Arnolds Tauriņš

Personal information
- Date of birth: 10 August 1905
- Place of birth: Russian Empire
- Date of death: 20 August 1984 (aged 79)
- Place of death: Milwaukee, United States
- Position(s): Forward

Senior career*
- Years: Team / Apps / (Gls)
- 1923: Amatieris
- 1924–1927: RFK
- 1928: Amatieris
- 1929–1935: RFK

International career
- 1925–1935: Latvia / 39 / (10)

= Arnolds Tauriņš =

Latvian footballer (1905–1984)

Arnolds Tauriņš (10 August 1905 – 20 August 1984 in Milwaukee) was a Latvian footballer and a seven-time champion of Latvia in the 1920s-1930s.

==Biography==

For most of his career Tauriņš played with RFK, but he started playing with Amatieris in 1923 (he played again with Amatieris in 1928). A year later he joined RFK as it won its first Latvian Higher League title. Over the eleven seasons that Tauriņš played with RFK he won seven Latvian league titles - the highest number for any Riga footballer in pre-war Latvia, matched only by Kārlis Tīls and Fricis Laumanis of Olimpija Liepāja. Tauriņš also won the Riga Football Cup twice while playing for RFK.

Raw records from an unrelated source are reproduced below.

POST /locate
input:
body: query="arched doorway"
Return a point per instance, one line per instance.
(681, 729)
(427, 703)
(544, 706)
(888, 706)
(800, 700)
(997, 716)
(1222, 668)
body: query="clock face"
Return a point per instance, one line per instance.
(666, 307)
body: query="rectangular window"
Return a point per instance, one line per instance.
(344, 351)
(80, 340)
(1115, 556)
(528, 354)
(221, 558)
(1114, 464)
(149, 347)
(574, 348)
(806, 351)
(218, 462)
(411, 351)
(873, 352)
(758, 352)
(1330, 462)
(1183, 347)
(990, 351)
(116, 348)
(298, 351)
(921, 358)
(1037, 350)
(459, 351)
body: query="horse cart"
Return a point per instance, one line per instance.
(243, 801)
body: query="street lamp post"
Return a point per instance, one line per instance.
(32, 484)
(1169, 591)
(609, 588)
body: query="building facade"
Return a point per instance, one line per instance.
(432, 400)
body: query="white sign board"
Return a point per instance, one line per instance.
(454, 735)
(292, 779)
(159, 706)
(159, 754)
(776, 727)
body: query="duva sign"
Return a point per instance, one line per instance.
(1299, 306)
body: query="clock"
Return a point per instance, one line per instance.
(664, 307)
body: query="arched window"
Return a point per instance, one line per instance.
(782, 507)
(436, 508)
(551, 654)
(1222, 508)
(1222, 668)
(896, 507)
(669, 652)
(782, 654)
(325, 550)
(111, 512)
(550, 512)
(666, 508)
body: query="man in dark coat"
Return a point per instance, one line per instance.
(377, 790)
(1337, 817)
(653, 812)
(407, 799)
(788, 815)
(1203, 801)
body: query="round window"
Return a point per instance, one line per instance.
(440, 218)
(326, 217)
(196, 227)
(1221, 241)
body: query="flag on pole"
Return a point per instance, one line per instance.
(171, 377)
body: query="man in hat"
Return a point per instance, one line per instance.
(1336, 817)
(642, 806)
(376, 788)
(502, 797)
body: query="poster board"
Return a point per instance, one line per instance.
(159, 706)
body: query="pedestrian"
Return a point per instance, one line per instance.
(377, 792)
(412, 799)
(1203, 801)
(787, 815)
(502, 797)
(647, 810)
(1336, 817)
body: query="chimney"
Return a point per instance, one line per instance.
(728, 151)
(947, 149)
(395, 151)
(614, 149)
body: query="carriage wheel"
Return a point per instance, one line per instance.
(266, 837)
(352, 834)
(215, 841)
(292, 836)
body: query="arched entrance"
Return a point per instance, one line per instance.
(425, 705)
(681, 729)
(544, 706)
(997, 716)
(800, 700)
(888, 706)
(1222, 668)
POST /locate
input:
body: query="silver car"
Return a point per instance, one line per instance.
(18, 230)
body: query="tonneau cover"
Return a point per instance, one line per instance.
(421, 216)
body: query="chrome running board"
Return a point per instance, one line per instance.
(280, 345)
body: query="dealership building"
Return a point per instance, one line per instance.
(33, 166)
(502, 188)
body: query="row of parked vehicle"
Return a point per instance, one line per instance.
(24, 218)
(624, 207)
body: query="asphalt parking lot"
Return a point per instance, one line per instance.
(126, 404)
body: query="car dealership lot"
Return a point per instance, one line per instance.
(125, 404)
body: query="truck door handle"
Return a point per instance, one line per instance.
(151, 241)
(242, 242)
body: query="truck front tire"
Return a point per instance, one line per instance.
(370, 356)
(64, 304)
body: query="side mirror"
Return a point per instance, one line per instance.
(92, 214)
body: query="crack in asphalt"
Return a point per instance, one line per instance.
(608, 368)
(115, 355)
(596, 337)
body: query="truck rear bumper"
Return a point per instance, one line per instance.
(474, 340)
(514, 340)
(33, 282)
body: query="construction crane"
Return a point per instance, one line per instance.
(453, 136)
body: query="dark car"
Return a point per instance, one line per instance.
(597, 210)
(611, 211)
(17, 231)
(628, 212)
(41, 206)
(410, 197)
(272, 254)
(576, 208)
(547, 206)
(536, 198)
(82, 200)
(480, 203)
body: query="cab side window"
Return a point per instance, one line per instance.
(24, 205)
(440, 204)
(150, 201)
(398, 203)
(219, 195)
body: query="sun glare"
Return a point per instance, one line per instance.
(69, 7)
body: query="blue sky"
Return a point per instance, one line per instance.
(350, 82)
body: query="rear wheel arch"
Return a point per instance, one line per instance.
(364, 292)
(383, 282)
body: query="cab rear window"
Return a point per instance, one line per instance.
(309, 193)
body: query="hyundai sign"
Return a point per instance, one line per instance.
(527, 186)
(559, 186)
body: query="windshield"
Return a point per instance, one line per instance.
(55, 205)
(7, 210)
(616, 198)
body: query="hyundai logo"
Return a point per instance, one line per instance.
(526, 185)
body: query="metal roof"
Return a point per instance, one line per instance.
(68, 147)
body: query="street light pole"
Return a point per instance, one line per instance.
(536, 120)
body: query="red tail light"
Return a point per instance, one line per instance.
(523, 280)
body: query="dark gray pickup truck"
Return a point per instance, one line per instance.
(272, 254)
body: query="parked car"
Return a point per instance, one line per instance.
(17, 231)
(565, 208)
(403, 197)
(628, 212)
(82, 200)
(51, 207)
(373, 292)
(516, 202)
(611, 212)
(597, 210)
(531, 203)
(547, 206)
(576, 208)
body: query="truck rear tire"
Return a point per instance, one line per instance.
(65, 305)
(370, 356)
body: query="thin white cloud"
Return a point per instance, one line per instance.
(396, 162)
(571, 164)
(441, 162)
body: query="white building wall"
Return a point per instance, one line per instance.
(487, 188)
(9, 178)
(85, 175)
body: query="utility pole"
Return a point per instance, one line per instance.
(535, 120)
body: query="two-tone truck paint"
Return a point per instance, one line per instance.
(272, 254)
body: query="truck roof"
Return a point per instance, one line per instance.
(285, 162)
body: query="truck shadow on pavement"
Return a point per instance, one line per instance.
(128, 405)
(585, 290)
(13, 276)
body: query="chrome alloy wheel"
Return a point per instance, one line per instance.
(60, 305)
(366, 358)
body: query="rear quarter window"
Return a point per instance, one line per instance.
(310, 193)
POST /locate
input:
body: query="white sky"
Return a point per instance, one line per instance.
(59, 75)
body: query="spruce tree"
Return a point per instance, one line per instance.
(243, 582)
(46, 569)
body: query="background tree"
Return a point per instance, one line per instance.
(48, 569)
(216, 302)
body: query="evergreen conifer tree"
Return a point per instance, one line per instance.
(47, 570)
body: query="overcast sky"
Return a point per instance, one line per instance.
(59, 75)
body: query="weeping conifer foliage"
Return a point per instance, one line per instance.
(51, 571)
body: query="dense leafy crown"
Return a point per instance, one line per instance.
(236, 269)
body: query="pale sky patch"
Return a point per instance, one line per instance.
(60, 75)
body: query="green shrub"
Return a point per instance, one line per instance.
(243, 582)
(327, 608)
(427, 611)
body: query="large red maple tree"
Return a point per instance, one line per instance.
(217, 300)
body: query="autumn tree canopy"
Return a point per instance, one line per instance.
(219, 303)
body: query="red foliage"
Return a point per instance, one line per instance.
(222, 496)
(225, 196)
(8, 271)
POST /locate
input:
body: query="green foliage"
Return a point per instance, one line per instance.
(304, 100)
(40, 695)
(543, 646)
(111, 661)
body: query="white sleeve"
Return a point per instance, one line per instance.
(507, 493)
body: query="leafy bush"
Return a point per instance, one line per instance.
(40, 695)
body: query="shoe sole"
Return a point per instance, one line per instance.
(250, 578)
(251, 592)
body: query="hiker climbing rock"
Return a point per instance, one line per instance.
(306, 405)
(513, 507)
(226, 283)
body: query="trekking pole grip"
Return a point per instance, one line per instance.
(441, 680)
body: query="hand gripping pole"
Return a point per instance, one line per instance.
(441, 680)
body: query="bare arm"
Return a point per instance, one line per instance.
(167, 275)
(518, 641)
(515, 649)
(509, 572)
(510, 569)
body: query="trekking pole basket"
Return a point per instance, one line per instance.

Tauriņš was notable not only for his club successes, but also for his career with the Latvia national team. His international career spanned 10 years from 1925 to 1935. Tauriņš played in 39 matches for the national team and scored 10 goals, making him the fifth most-capped footballer in pre-war Latvia and the country's fourth highest international goal-scorer. One of his goals brought Latvia victory in the first-ever Baltic Cup.

After World War II Tauriņš ended up outside Latvia, living at first in Australia and later lived in the United States.